How To Represent Multi-Mapping Paired-End Reads In Sam Format?
0
2
Entering edit mode
12.6 years ago
Bio_X2Y ★ 4.4k

Imagine we have a read with two ends - A and B. An aligner finds that A maps uniquely to some location, and B can be mapped to two locations that satisfy the expected insert size.

Conceptually, should we:

  1. Treat the ends as basically independent, and store 3 alignment records in SAM (A>P1, B>P2, B>P3), where the PNEXT field of both B alignments point to the A location, and the PNEXT field of the A alignment arbitrarily points to one of the two B locations? OR

  2. Treat the results as 2 consistent pairs, and write 4 alignment records (A>P1, B>P2 and A>P1, B>P3). In this scenario, the PNEXT of the first A alignment points to the first B location, and the PNEXT of the second A alignment points to the second B location.

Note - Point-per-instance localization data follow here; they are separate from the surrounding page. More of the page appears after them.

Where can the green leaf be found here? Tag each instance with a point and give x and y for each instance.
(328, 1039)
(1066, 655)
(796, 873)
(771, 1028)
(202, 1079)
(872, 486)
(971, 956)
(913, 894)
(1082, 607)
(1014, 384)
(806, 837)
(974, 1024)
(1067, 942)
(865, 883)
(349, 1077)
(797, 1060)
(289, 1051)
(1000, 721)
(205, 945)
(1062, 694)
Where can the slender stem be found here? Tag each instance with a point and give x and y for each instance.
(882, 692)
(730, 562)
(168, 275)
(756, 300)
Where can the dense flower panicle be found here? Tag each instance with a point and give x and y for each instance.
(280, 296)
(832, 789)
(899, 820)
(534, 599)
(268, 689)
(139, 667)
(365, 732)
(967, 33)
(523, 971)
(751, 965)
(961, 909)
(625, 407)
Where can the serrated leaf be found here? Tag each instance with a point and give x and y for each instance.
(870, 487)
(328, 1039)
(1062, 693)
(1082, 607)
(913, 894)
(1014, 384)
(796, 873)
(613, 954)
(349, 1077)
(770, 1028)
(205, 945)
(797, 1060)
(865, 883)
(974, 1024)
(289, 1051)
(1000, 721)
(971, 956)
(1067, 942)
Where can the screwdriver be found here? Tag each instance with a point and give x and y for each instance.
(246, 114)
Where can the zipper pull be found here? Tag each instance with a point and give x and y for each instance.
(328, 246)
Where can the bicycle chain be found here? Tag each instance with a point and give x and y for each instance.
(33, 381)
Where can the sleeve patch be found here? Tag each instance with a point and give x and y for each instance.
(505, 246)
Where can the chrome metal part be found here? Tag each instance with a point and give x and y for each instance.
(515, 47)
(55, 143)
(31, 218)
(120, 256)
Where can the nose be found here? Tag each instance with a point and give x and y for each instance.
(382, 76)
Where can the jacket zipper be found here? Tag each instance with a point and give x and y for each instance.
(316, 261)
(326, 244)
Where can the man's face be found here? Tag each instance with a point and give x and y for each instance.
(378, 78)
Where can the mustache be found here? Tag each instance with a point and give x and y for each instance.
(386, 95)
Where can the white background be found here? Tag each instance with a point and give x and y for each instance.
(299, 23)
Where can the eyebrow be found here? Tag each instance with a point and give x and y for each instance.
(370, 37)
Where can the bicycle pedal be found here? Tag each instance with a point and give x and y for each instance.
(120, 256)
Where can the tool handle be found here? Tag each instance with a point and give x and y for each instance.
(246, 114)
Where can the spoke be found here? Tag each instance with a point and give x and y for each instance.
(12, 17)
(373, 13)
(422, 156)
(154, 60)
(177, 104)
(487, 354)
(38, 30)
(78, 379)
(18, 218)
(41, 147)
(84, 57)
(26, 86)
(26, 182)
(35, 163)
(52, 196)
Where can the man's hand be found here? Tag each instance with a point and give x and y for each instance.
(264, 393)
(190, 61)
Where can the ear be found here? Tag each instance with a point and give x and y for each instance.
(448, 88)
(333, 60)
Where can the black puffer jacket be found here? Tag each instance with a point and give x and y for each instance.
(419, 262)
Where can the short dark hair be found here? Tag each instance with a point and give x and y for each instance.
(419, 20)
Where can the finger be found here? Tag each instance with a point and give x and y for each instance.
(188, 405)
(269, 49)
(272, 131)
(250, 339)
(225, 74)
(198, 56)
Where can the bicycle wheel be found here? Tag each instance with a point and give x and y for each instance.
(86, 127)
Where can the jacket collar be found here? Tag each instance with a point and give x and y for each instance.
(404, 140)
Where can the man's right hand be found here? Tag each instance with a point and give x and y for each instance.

The very existence of the PNEXT field implies to me that the authors intended to maintain pairing information, so that the (b) interpretation might be correct. However, if this is the case, it seems that some ambiguity might be unavoidable (e.g. imagine a scenario where A has two alignments, both starting at the same position [e.g. one spliced], and B also has two alignments starting at the same position; in this case, it seems the original pairings produced by an aligner cannot be represented unambiguously in SAM).

Thanks.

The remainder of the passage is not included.